When the US Supreme Court decided that the ‘religious conscience’ of the Hobby Lobby corporation deserved the same recognition in law as a real person’s, many observers tried to warn us that it was a foot in the door for all kinds of right wing agenda items. Now a federal court in Utah has decided that the US Department of Labor cannot force Vernon Steed, a member of the Fundamentalist Church of Jesus Christ of Latter-Day Saints (FLDS), to testify about alleged child labor violations because secrecy is a religious value for him.
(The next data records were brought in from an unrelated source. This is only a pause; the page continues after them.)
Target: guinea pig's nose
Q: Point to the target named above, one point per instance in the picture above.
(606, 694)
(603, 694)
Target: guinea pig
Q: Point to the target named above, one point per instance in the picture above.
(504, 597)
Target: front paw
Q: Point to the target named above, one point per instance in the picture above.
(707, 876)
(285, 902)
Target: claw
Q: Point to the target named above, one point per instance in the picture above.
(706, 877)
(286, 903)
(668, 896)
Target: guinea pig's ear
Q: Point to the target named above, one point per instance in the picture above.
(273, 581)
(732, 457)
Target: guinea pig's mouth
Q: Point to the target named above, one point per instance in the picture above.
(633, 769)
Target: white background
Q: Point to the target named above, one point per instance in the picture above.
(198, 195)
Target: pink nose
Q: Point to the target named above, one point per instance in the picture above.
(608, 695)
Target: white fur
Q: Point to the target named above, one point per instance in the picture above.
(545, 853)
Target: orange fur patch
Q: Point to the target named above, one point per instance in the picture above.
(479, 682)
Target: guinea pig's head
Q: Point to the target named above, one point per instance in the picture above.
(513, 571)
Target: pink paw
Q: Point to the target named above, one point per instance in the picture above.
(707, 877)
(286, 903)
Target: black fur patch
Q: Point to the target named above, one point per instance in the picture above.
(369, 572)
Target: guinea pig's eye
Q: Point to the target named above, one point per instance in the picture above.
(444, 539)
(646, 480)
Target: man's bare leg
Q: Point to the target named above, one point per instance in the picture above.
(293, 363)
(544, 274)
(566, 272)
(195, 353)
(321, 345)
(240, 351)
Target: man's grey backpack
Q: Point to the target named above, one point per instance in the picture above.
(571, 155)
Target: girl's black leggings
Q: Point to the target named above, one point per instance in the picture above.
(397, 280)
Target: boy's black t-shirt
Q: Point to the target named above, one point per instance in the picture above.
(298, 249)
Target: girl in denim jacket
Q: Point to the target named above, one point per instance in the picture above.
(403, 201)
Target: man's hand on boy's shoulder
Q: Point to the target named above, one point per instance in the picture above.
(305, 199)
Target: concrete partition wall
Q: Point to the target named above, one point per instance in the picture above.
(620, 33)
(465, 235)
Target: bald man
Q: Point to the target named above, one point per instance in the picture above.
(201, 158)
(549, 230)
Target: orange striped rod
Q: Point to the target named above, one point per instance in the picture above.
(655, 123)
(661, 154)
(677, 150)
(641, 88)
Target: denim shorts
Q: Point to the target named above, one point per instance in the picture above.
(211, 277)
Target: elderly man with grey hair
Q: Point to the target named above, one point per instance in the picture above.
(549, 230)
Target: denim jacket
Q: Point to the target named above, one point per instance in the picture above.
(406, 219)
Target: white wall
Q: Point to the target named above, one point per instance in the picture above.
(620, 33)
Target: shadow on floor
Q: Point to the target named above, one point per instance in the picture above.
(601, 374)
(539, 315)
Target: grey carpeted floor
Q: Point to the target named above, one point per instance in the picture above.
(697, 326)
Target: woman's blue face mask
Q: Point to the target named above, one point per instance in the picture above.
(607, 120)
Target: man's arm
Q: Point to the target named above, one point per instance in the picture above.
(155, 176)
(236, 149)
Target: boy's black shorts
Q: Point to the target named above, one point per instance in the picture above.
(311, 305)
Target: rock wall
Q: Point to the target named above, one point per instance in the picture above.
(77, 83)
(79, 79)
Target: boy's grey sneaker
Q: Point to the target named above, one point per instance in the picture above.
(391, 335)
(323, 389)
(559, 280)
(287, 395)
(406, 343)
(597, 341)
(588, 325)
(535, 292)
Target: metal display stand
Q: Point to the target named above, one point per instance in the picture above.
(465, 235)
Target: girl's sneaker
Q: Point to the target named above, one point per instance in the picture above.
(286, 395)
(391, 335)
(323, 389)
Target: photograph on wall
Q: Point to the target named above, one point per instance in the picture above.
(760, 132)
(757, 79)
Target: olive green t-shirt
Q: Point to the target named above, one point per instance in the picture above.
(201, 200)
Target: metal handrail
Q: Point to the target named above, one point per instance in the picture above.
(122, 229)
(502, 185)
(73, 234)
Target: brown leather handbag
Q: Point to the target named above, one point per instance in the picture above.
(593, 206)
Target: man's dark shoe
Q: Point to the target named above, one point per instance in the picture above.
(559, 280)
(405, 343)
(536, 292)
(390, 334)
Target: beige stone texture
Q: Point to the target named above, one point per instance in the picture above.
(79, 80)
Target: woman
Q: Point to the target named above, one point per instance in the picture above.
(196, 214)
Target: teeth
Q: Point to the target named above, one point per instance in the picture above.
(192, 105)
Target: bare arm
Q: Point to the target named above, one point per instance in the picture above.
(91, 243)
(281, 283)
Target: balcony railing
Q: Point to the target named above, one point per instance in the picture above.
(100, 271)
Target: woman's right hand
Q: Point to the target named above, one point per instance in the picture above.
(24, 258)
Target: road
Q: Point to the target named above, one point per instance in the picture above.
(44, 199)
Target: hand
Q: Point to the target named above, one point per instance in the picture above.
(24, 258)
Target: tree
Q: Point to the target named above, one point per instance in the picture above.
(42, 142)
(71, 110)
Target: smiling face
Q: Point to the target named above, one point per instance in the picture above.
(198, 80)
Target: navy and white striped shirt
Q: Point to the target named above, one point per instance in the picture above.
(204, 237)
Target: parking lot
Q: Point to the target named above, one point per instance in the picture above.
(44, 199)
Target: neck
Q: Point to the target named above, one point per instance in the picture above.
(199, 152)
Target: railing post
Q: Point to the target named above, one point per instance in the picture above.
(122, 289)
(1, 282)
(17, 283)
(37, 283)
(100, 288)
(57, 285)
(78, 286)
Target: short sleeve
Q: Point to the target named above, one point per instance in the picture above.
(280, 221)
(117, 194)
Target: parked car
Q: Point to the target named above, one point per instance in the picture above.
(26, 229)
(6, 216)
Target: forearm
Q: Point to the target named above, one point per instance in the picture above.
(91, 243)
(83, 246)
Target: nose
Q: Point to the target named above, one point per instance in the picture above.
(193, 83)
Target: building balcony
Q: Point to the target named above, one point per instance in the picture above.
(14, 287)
It is not for the Court to “inquir[e] into the theological merit of the belief in question”. Hobby Lobby, 723 F.3d at 1137. “The determination of what is a ‘religious’ belief or practice is more often than not a difficult and delicate task …. However, the resolution of that question is not to turn upon a judicial perception of the particular belief or practice in question; religious beliefs need not be acceptable, logical, consistent, or comprehensible to others in order to merit First Amendment protection.” Thomas v. Review Bd. of Indiana Employment Security Div., 450 U.S. 707, 714 (1981)….

Petitioner has failed to show that forcing Mr. Steed to answer the questions offensive to his sincerely held religious beliefs is the least restrictive means to advance any compelling interest it may have. For example, as a less restrictive alternative, Petitioner can continue with its efforts to obtain needed information from Paragon Contractors Corporation, Brian Jessop, Dale Barlow and others who contracted to manage the pecan ranch. See Hobby Lobby, 134 S.Ct. at *2780….

In other words, as long as you wrap your violations of American law in a cloak of religion the government can’t even question your ‘beliefs,’ no matter how illegal or ridiculous or incredibly convenient they are for excusing or covering up your criminal activity. No one even gets to cross-examine your beliefs to see if they square at all with the text of your scripture, because freedumb!

In our time, businesses will start declaring their religious exemption from wage laws, safety regulations, and all other forms of ‘big government’ that might annoy them in any way — or harm a single penny of their profits — by claiming that their gods give them permission. This is the new ‘religious freedom’ for our time because we are no longer a sane country.

  • muselet

    The people who argue their “sincerely held religious beliefs” allow them to disregard any and all laws, rules and regulations they find inconvenient are also the people who argue most passionately in favor of “law and order” and “the rule of law.”

    Irony may not be dead, but it’s coughing up blood.

    –alopecia

    • bckrd1

      love the analogy

    • freakycatlady

      This is why anything over organized should be listed as a crime. I don’t mind when people are religious but when it blocks them (or they allow it) to “do the right thing” something is really wrong with the picture.

  • JMWinPR

    There seems to be a bit missing. I would say the 5th Amendment is more in order. At any rate, if there is evidence of child abuse/whatever, there are other ways of developing a case. Politically motivated fishing expeditions are not to be tolerated.

  • sarahevanston

    Religion should never be an excuse for “bad behavior.” Our laws should be applied to all Americans equally.

  • bckrd1

    I think all of us should go out and incorporate ourselves. What would happen? We would get to take advantage of all these tax breaks and pushing our opinions onto others with impunity. I can call on my Congressman because I am now somebody. I’m a Corporation not just little ole me. Hmmm.

    All we need is a P.O. Box. Let’s do it. Let’s take advantage of all those loop holes designed just for corporations.